Apologies to the poster above. The 12k does seem to be at 45 degrees, at least to the frame. Perhaps that is what was meant. 

By the way what is a good thing to paint ones carbon bike with for protection? I do not care all that much about looks. Clear would be fine.


----------



## jonjones13 (Jul 22, 2007)

carbon's typically painted to give it UV protection -same goes with clear-coating the stuff. If you have a 'nude' un-lacquered finish then you should coat it with some UV protection regularly


----------



## timtak (May 16, 2009)

Thank you for your response. I am not sure if my weave is nuded or not. 

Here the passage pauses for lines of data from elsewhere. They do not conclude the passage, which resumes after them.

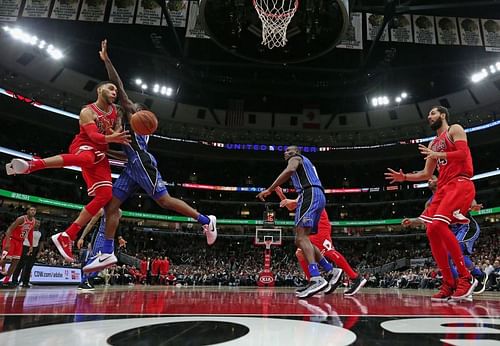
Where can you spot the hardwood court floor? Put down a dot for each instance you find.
(153, 315)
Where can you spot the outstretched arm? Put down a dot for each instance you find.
(125, 102)
(292, 166)
(425, 174)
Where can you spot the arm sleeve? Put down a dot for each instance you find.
(30, 237)
(460, 154)
(93, 133)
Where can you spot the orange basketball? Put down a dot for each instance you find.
(144, 122)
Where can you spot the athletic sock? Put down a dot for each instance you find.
(73, 230)
(36, 165)
(108, 246)
(203, 219)
(325, 264)
(313, 269)
(303, 264)
(337, 258)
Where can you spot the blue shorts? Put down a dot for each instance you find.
(466, 235)
(138, 174)
(309, 207)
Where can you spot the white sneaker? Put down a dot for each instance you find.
(100, 261)
(210, 230)
(316, 284)
(17, 166)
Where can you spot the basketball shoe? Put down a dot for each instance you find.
(356, 285)
(334, 281)
(210, 230)
(465, 287)
(316, 284)
(62, 241)
(445, 292)
(481, 285)
(17, 166)
(100, 261)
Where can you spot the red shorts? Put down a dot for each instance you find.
(451, 202)
(15, 249)
(99, 173)
(323, 240)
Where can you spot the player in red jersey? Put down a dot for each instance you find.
(323, 241)
(450, 154)
(99, 125)
(12, 245)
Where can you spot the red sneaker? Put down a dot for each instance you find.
(63, 243)
(465, 287)
(445, 292)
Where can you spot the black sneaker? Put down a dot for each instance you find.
(334, 280)
(316, 284)
(356, 285)
(86, 286)
(481, 283)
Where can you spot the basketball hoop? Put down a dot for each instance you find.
(268, 243)
(275, 16)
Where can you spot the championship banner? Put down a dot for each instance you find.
(353, 37)
(373, 23)
(491, 32)
(92, 11)
(194, 27)
(148, 13)
(447, 31)
(65, 9)
(178, 12)
(122, 12)
(470, 33)
(425, 32)
(9, 10)
(402, 32)
(36, 8)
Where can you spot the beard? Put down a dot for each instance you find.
(437, 124)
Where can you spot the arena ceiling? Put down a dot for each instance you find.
(339, 80)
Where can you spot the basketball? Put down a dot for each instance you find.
(144, 122)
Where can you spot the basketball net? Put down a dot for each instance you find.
(268, 244)
(275, 16)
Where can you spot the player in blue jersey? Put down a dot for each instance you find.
(310, 204)
(140, 172)
(94, 246)
(466, 234)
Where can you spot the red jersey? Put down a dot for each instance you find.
(164, 267)
(24, 230)
(104, 121)
(155, 266)
(323, 239)
(454, 168)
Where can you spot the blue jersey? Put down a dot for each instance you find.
(140, 171)
(138, 149)
(305, 176)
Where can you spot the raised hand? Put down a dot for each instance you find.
(119, 136)
(103, 53)
(429, 153)
(263, 194)
(394, 177)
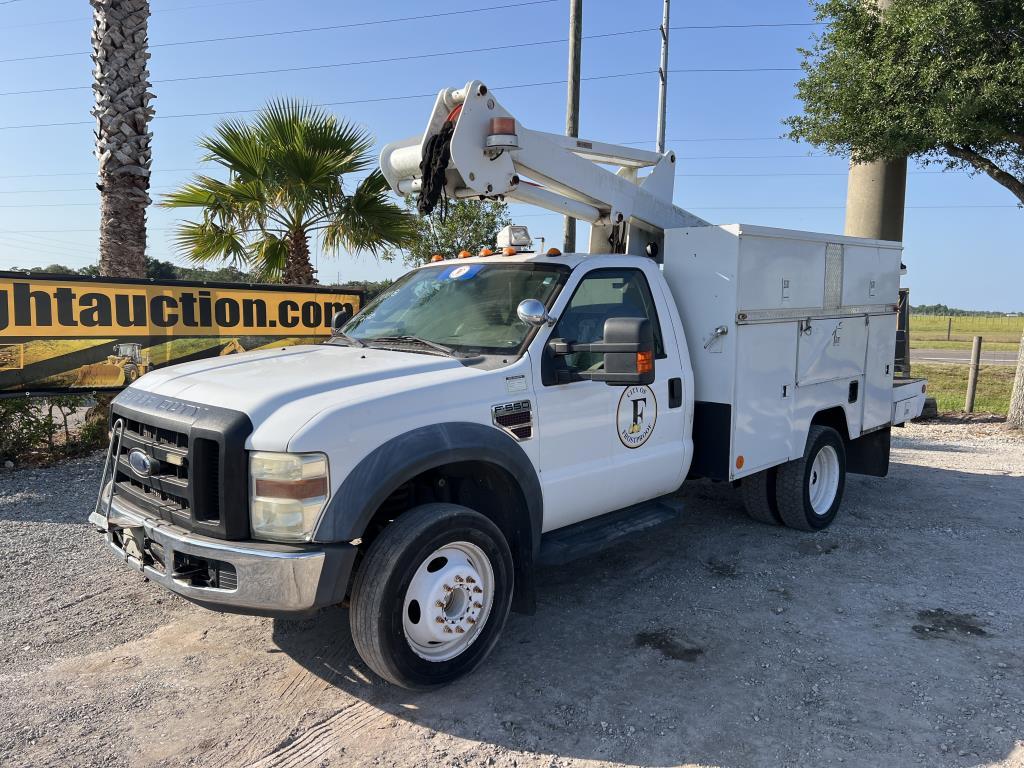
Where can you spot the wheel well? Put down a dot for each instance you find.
(835, 418)
(482, 486)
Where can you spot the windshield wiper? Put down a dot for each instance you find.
(350, 340)
(415, 340)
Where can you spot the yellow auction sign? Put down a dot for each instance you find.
(68, 333)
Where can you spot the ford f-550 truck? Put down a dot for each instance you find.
(491, 412)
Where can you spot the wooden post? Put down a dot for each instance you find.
(972, 381)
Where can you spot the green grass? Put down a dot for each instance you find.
(986, 346)
(947, 384)
(936, 328)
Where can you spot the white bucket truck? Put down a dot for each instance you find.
(488, 413)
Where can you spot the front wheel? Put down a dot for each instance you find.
(431, 596)
(809, 489)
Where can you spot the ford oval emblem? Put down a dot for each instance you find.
(140, 463)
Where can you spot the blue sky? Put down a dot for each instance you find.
(961, 231)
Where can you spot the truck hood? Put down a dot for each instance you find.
(262, 382)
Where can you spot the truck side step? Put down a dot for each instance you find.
(591, 537)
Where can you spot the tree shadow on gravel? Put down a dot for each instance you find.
(644, 655)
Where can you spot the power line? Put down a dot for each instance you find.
(355, 25)
(358, 62)
(301, 31)
(745, 26)
(409, 57)
(155, 12)
(375, 99)
(815, 208)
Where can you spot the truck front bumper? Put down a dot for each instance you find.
(247, 577)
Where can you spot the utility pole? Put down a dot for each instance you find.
(876, 193)
(663, 73)
(572, 103)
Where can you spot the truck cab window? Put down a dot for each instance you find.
(604, 294)
(470, 308)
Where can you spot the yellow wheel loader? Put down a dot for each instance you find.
(124, 367)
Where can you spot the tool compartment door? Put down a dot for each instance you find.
(762, 428)
(879, 370)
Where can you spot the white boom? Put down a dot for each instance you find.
(493, 156)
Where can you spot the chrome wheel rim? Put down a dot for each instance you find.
(822, 484)
(448, 601)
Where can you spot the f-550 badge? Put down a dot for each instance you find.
(636, 416)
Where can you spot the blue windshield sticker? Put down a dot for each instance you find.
(465, 271)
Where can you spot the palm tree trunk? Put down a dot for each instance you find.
(299, 269)
(1015, 418)
(120, 52)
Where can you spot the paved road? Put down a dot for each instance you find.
(962, 356)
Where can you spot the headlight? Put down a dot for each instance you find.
(287, 493)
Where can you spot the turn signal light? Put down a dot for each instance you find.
(645, 363)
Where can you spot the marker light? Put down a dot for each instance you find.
(501, 136)
(645, 363)
(287, 494)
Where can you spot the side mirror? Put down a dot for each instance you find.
(628, 347)
(534, 313)
(340, 318)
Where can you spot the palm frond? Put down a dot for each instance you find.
(286, 173)
(368, 220)
(206, 242)
(268, 254)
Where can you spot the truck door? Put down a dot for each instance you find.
(603, 448)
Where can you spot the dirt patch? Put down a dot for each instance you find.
(941, 623)
(664, 642)
(816, 547)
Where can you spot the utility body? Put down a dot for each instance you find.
(489, 413)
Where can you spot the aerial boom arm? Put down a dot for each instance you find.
(492, 156)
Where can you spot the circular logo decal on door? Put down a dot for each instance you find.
(636, 416)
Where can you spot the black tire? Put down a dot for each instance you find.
(794, 479)
(759, 497)
(381, 583)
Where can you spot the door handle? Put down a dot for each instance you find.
(675, 392)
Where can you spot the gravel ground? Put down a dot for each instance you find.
(895, 638)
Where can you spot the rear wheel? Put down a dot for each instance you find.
(759, 497)
(431, 596)
(809, 491)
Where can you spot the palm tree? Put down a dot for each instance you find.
(120, 52)
(286, 184)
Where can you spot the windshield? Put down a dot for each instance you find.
(468, 307)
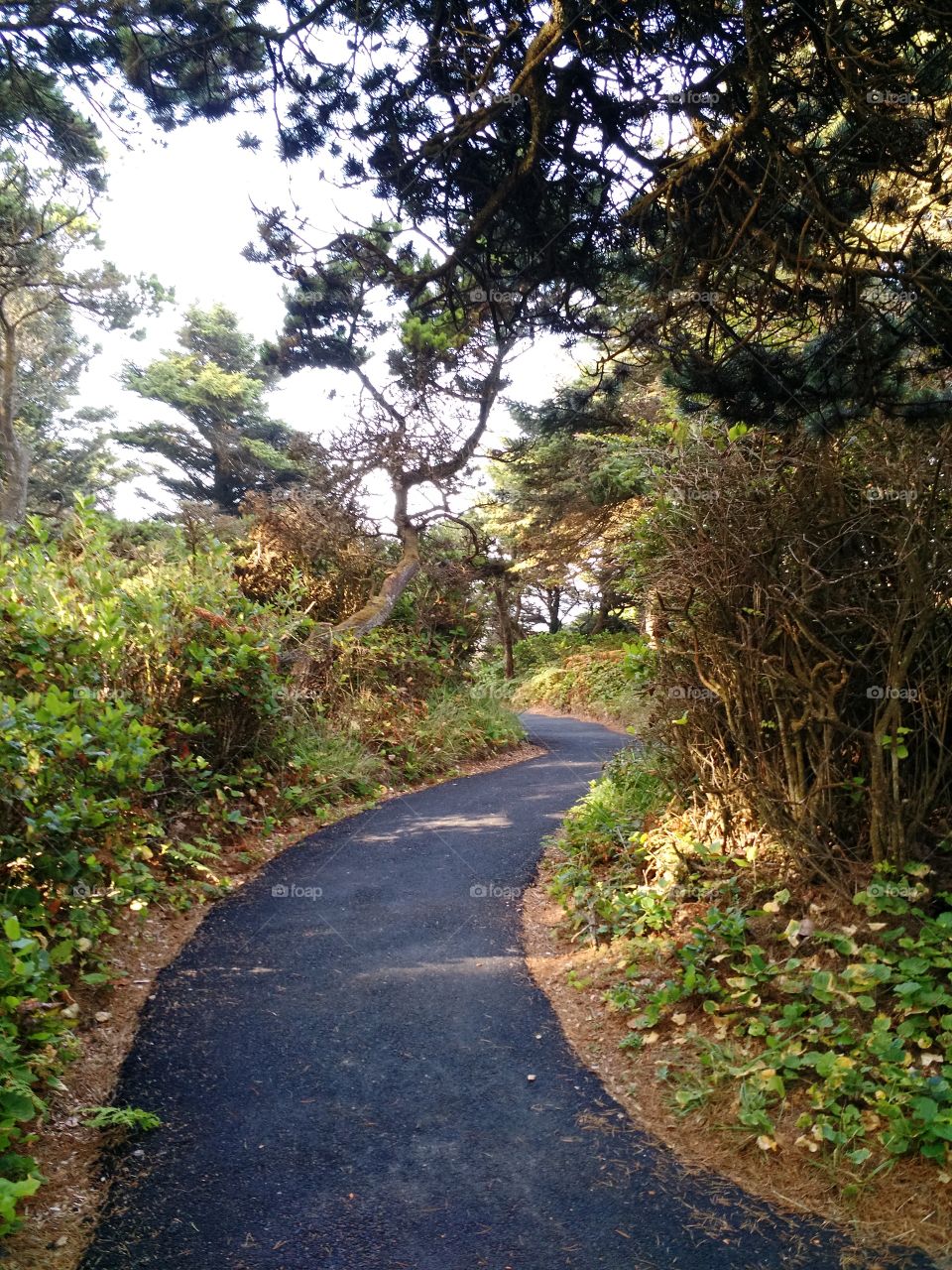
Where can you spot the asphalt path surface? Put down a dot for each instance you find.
(341, 1061)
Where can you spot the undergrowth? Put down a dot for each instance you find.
(601, 675)
(146, 721)
(821, 1024)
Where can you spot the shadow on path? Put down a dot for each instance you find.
(340, 1062)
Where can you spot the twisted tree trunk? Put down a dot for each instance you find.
(14, 452)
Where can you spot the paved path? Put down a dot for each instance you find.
(341, 1071)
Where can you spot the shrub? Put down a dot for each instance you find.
(141, 690)
(805, 668)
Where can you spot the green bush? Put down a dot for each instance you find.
(141, 688)
(603, 675)
(843, 1025)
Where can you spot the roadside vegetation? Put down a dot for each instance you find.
(148, 722)
(729, 530)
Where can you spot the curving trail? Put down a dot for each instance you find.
(343, 1076)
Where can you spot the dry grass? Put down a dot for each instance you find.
(905, 1206)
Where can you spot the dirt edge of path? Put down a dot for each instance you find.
(60, 1220)
(603, 720)
(892, 1213)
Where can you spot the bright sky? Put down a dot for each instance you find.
(180, 206)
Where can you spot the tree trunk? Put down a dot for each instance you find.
(14, 452)
(553, 602)
(506, 626)
(380, 606)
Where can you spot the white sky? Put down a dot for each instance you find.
(179, 206)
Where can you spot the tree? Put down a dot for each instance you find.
(44, 243)
(770, 182)
(424, 403)
(70, 451)
(227, 444)
(182, 62)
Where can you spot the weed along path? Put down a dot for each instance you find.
(356, 1072)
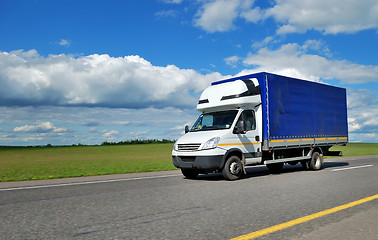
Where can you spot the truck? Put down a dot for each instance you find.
(262, 118)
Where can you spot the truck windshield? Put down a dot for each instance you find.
(214, 121)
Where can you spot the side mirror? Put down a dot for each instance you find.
(240, 127)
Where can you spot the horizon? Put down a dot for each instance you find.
(94, 71)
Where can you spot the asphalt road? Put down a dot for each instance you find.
(165, 205)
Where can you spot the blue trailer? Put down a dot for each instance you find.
(262, 118)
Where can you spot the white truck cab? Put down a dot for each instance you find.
(230, 125)
(262, 118)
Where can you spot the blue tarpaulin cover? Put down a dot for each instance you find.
(294, 108)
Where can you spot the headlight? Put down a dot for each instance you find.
(175, 147)
(212, 143)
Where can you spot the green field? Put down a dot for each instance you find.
(31, 163)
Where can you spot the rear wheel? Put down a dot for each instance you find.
(189, 173)
(275, 167)
(316, 161)
(233, 168)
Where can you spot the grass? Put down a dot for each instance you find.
(357, 149)
(28, 163)
(18, 164)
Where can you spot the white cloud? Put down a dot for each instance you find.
(111, 134)
(42, 127)
(292, 16)
(219, 15)
(294, 60)
(327, 16)
(96, 80)
(64, 42)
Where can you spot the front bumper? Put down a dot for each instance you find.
(206, 163)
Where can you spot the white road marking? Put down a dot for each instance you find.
(85, 183)
(348, 168)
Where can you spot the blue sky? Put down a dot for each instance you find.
(93, 71)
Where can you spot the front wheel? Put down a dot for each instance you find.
(233, 168)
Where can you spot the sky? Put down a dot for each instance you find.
(87, 72)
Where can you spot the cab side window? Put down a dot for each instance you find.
(248, 116)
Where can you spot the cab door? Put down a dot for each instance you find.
(249, 139)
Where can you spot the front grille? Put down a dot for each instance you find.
(189, 147)
(188, 159)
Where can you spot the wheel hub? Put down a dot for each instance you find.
(235, 168)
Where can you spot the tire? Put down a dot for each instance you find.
(233, 168)
(305, 164)
(189, 173)
(316, 161)
(275, 167)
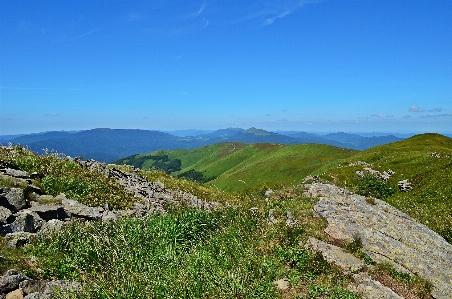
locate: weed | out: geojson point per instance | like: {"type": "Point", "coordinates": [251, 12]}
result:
{"type": "Point", "coordinates": [371, 186]}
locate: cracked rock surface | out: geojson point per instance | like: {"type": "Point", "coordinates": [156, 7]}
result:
{"type": "Point", "coordinates": [387, 234]}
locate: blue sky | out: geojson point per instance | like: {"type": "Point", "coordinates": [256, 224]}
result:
{"type": "Point", "coordinates": [332, 65]}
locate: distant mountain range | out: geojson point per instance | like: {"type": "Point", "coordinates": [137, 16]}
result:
{"type": "Point", "coordinates": [108, 145]}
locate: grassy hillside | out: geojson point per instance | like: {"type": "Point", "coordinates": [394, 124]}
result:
{"type": "Point", "coordinates": [424, 160]}
{"type": "Point", "coordinates": [230, 253]}
{"type": "Point", "coordinates": [238, 166]}
{"type": "Point", "coordinates": [263, 164]}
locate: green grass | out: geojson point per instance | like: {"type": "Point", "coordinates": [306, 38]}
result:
{"type": "Point", "coordinates": [238, 166]}
{"type": "Point", "coordinates": [231, 253]}
{"type": "Point", "coordinates": [61, 175]}
{"type": "Point", "coordinates": [429, 200]}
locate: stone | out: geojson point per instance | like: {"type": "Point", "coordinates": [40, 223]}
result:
{"type": "Point", "coordinates": [18, 239]}
{"type": "Point", "coordinates": [16, 294]}
{"type": "Point", "coordinates": [11, 280]}
{"type": "Point", "coordinates": [32, 286]}
{"type": "Point", "coordinates": [5, 214]}
{"type": "Point", "coordinates": [282, 284]}
{"type": "Point", "coordinates": [24, 222]}
{"type": "Point", "coordinates": [48, 212]}
{"type": "Point", "coordinates": [108, 216]}
{"type": "Point", "coordinates": [37, 295]}
{"type": "Point", "coordinates": [61, 285]}
{"type": "Point", "coordinates": [13, 199]}
{"type": "Point", "coordinates": [51, 227]}
{"type": "Point", "coordinates": [75, 208]}
{"type": "Point", "coordinates": [404, 185]}
{"type": "Point", "coordinates": [347, 262]}
{"type": "Point", "coordinates": [16, 173]}
{"type": "Point", "coordinates": [33, 189]}
{"type": "Point", "coordinates": [45, 197]}
{"type": "Point", "coordinates": [387, 234]}
{"type": "Point", "coordinates": [371, 289]}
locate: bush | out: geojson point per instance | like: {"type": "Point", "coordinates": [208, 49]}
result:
{"type": "Point", "coordinates": [372, 186]}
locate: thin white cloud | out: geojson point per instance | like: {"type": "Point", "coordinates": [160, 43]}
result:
{"type": "Point", "coordinates": [84, 34]}
{"type": "Point", "coordinates": [200, 10]}
{"type": "Point", "coordinates": [270, 20]}
{"type": "Point", "coordinates": [436, 115]}
{"type": "Point", "coordinates": [22, 88]}
{"type": "Point", "coordinates": [415, 109]}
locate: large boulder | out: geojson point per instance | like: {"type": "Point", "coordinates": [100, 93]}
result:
{"type": "Point", "coordinates": [24, 222]}
{"type": "Point", "coordinates": [11, 280]}
{"type": "Point", "coordinates": [13, 199]}
{"type": "Point", "coordinates": [49, 212]}
{"type": "Point", "coordinates": [75, 208]}
{"type": "Point", "coordinates": [5, 214]}
{"type": "Point", "coordinates": [387, 234]}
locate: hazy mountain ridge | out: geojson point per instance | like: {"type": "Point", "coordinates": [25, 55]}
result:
{"type": "Point", "coordinates": [108, 145]}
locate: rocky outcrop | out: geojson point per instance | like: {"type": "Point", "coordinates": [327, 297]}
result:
{"type": "Point", "coordinates": [21, 218]}
{"type": "Point", "coordinates": [347, 262]}
{"type": "Point", "coordinates": [16, 285]}
{"type": "Point", "coordinates": [387, 234]}
{"type": "Point", "coordinates": [153, 195]}
{"type": "Point", "coordinates": [351, 265]}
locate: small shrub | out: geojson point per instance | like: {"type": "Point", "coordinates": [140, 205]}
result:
{"type": "Point", "coordinates": [374, 187]}
{"type": "Point", "coordinates": [355, 245]}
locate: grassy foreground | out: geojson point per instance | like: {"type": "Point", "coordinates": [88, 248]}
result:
{"type": "Point", "coordinates": [234, 252]}
{"type": "Point", "coordinates": [231, 253]}
{"type": "Point", "coordinates": [424, 160]}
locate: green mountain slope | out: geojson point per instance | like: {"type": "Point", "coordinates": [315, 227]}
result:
{"type": "Point", "coordinates": [424, 160]}
{"type": "Point", "coordinates": [238, 166]}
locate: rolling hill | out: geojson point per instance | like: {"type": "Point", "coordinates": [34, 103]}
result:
{"type": "Point", "coordinates": [108, 145]}
{"type": "Point", "coordinates": [425, 161]}
{"type": "Point", "coordinates": [239, 166]}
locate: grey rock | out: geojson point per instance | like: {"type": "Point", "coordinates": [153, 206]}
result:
{"type": "Point", "coordinates": [153, 195]}
{"type": "Point", "coordinates": [16, 294]}
{"type": "Point", "coordinates": [282, 284]}
{"type": "Point", "coordinates": [271, 218]}
{"type": "Point", "coordinates": [19, 239]}
{"type": "Point", "coordinates": [37, 295]}
{"type": "Point", "coordinates": [75, 208]}
{"type": "Point", "coordinates": [45, 197]}
{"type": "Point", "coordinates": [33, 189]}
{"type": "Point", "coordinates": [32, 286]}
{"type": "Point", "coordinates": [48, 212]}
{"type": "Point", "coordinates": [24, 222]}
{"type": "Point", "coordinates": [371, 289]}
{"type": "Point", "coordinates": [404, 185]}
{"type": "Point", "coordinates": [16, 173]}
{"type": "Point", "coordinates": [5, 214]}
{"type": "Point", "coordinates": [61, 285]}
{"type": "Point", "coordinates": [387, 234]}
{"type": "Point", "coordinates": [51, 227]}
{"type": "Point", "coordinates": [109, 216]}
{"type": "Point", "coordinates": [13, 199]}
{"type": "Point", "coordinates": [333, 254]}
{"type": "Point", "coordinates": [11, 280]}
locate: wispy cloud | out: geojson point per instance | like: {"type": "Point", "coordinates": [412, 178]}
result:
{"type": "Point", "coordinates": [270, 20]}
{"type": "Point", "coordinates": [436, 110]}
{"type": "Point", "coordinates": [436, 115]}
{"type": "Point", "coordinates": [197, 13]}
{"type": "Point", "coordinates": [84, 34]}
{"type": "Point", "coordinates": [381, 115]}
{"type": "Point", "coordinates": [22, 88]}
{"type": "Point", "coordinates": [415, 109]}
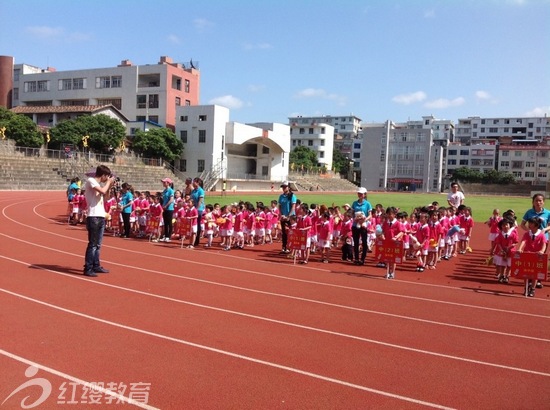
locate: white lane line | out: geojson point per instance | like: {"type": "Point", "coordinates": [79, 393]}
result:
{"type": "Point", "coordinates": [233, 355]}
{"type": "Point", "coordinates": [290, 324]}
{"type": "Point", "coordinates": [178, 260]}
{"type": "Point", "coordinates": [92, 386]}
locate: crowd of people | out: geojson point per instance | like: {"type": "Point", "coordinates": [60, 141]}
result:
{"type": "Point", "coordinates": [428, 236]}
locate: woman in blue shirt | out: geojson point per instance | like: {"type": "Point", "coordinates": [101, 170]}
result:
{"type": "Point", "coordinates": [167, 208]}
{"type": "Point", "coordinates": [361, 214]}
{"type": "Point", "coordinates": [125, 204]}
{"type": "Point", "coordinates": [197, 196]}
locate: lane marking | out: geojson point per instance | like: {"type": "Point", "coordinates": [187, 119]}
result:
{"type": "Point", "coordinates": [290, 324]}
{"type": "Point", "coordinates": [91, 386]}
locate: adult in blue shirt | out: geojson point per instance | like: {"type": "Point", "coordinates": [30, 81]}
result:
{"type": "Point", "coordinates": [197, 196]}
{"type": "Point", "coordinates": [125, 204]}
{"type": "Point", "coordinates": [537, 211]}
{"type": "Point", "coordinates": [287, 207]}
{"type": "Point", "coordinates": [361, 215]}
{"type": "Point", "coordinates": [167, 208]}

I have a lacquered looking finish (in that it is glossy) but I can see the weave. 
http://www.flickr.com/photos/nihonbunka/3527621951/sizes/o/

Should I bother with (re)lacqureing? Is the lacquer that which is painted on cars? Is there a UV blocking variety to aim for?

It is very sunny where I live.


----------



## testpilot (Aug 20, 2010)

For excellent UV protection, apply two coats of house paint with a roller. Sherwin Williams works best.
Seriously, shiny finish means it's clear coated. Most use automotive finishes from companies like PPG and DuPont, etc., which provide excellent UV protection.


----------